The silver market tested the 28 levels last week and found some major physical interest that reversed the bearish market trend 70 cents higher in a matter of minutes. This rejection was accomplished from the daily low of 28.08 to close near the highs at 28.74, successfully testing the level of support we have been mentioning for the past 30 days.
This is very strong indication where the physical buying has been identified for the time being. I have been saying for weeks that these levels should hold as it is a major Gann long-term trend line price support. So far the market has consolidated in the range of 27.93 to 29.50 .
Investopedia defines consolidation in technical analysis as the movement of an asset’s price within a well-defined pattern or barrier of trading levels. Consolidation is generally regarded as a period of indecision, which ends when the price of the asset breaks beyond the restrictive barriers. Periods of consolidation can be found in charts covering any time interval (i.e. hours, days, etc.), and these periods can last for minutes, days, months or even years. Lengthy periods of consolidation are often known as a base.
The levels of resistance and support within the consolidation are created through the upper and lower bounds of the stock’s price. Once the price of the asset breaks through the identified areas of support or resistance, volatility quickly increases and so does the opportunity for short-term traders to generate a profit.
The bull camp might take some solace from the minor rise in open interest over the last several weeks, especially in the face of a noted sideways consolidation, but some technicians might conclude that the recent action instead signals confidence in the bearish camp.
Let’s examine the silver AGQ ETF and see what live trading opportunities we can identify for next week.

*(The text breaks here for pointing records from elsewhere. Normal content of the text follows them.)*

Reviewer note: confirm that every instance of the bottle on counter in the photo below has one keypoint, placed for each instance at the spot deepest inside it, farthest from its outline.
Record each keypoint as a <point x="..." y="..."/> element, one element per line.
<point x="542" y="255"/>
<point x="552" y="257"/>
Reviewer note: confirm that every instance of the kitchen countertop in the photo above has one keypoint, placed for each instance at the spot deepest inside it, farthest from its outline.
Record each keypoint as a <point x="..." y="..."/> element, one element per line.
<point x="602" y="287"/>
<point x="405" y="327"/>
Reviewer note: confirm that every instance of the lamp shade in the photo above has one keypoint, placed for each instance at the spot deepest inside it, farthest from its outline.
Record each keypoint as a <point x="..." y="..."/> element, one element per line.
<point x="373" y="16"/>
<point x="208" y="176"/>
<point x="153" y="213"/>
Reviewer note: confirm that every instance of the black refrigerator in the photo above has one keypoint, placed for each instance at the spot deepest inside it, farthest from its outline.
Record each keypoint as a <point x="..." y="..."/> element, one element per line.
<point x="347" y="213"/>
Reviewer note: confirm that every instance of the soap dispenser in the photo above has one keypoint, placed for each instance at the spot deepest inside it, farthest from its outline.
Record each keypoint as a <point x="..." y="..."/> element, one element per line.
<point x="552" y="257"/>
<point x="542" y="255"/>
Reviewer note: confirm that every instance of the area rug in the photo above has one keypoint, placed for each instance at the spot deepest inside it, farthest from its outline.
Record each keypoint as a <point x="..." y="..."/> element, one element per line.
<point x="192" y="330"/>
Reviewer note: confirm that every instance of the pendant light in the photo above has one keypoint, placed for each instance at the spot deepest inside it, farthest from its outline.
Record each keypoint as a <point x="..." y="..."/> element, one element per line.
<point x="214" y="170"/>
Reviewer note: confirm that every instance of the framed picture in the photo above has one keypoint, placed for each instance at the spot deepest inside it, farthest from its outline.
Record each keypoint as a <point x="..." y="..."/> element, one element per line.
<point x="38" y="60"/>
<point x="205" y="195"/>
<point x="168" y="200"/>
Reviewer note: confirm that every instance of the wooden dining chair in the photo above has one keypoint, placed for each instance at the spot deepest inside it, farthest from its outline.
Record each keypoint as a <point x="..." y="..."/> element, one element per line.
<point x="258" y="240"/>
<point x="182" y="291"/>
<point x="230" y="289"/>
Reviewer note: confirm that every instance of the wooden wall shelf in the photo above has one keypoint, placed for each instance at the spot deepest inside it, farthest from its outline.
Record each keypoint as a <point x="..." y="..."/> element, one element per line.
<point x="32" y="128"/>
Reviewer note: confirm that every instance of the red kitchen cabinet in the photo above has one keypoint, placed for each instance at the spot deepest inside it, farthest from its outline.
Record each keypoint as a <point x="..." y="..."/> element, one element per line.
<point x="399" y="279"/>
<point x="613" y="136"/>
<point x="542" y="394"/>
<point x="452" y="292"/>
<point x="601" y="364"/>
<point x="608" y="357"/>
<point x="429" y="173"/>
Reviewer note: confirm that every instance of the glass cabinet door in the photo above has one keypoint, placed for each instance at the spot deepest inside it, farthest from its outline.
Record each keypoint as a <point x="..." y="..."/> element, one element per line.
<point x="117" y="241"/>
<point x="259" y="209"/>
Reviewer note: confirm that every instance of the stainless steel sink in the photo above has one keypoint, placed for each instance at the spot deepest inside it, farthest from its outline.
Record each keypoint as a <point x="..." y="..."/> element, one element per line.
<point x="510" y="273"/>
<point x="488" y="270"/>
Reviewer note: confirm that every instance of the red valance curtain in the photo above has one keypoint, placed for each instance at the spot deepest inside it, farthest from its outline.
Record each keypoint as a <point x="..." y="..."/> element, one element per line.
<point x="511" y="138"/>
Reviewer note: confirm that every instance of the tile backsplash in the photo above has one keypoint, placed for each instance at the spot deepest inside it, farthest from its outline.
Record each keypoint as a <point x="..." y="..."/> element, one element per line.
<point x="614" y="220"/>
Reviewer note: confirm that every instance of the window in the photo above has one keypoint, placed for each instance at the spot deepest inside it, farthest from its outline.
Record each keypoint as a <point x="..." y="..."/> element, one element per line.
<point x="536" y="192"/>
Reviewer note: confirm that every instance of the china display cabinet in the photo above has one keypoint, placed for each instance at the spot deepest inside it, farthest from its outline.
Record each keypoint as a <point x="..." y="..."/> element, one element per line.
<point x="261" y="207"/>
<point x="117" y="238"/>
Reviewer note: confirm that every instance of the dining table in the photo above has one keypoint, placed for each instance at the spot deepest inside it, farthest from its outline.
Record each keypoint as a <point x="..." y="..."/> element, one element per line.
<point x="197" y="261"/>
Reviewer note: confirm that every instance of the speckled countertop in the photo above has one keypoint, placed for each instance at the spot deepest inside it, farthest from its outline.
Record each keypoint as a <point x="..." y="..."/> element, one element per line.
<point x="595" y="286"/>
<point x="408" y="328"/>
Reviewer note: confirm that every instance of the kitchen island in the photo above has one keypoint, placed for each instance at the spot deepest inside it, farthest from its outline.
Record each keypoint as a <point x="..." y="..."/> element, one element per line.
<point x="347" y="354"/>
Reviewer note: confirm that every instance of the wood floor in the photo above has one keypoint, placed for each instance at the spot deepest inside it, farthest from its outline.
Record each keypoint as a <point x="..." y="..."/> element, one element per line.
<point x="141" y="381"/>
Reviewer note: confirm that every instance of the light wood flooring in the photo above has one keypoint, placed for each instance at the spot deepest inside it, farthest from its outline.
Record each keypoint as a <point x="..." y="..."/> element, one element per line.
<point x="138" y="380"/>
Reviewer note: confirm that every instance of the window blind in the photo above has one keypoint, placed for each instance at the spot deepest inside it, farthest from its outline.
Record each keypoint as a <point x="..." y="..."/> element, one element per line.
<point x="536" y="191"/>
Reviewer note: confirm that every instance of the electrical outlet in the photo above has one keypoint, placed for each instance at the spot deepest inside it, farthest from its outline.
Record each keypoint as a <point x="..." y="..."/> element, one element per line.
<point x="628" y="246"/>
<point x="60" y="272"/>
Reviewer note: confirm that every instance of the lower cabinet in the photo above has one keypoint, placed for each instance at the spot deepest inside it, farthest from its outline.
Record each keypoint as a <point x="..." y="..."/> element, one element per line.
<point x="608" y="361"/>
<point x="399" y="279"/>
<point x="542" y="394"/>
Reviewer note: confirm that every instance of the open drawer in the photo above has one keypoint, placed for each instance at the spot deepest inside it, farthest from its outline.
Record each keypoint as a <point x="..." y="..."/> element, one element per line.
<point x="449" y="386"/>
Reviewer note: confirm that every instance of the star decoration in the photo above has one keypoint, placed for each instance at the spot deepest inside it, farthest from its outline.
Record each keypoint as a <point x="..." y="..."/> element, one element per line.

ProShares Ultra Silver ETF
For the aggressive investor the ProShares Ultra Silver ETF seeks daily investment results that correspond to twice the performance of silver bullion, as measured by the U.S. Dollar fixing for delivery in London.
DAILY STRATEGIES
The AGQ ProShares Ultra Silver ETF contract closed at 37.75. The market closing below the 9 day MA (41.04) is confirmation the trend momentum is bearish. A close above the 9 MA (41.04) would negate the weekly bearish short-term trend to neutral. With the market closing below the VC Weekly Price Momentum Indicator of 38.04, it confirms the price momentum is bearish.
Look to take some profits, if long, as we reach the 38.97 and 40.19 levels during the week. Buy corrections at the 36.81 and 35.86 levels to cover shorts and go long on a weekly reversal stop. If long use the 35.86 level as a Stop Close Only and Good Till Cancelled order.
WEEKLY STRATEGIES
If this week’s lows of 37.10 are not violated by closing below this level on a weekly basis, we can build a strong argument that the lows are in and the foundation is in place to support a larger move to the upside.
If the lows of this week hold, it will support a rally into the following Fibonacci target areas over the intermediate to longer term outlook:
1. 89.37
2. 106
3. 130
A close above 130 puts into perspective the upper end of the target zone of 178.
Disclaimer: Trading Derivatives, Financial Instruments And Precious Metals Involves Significant Risk Of Loss And Is Not Suitable For Everyone. Past Performance Is Not Necessarily Indicative Of Future Results.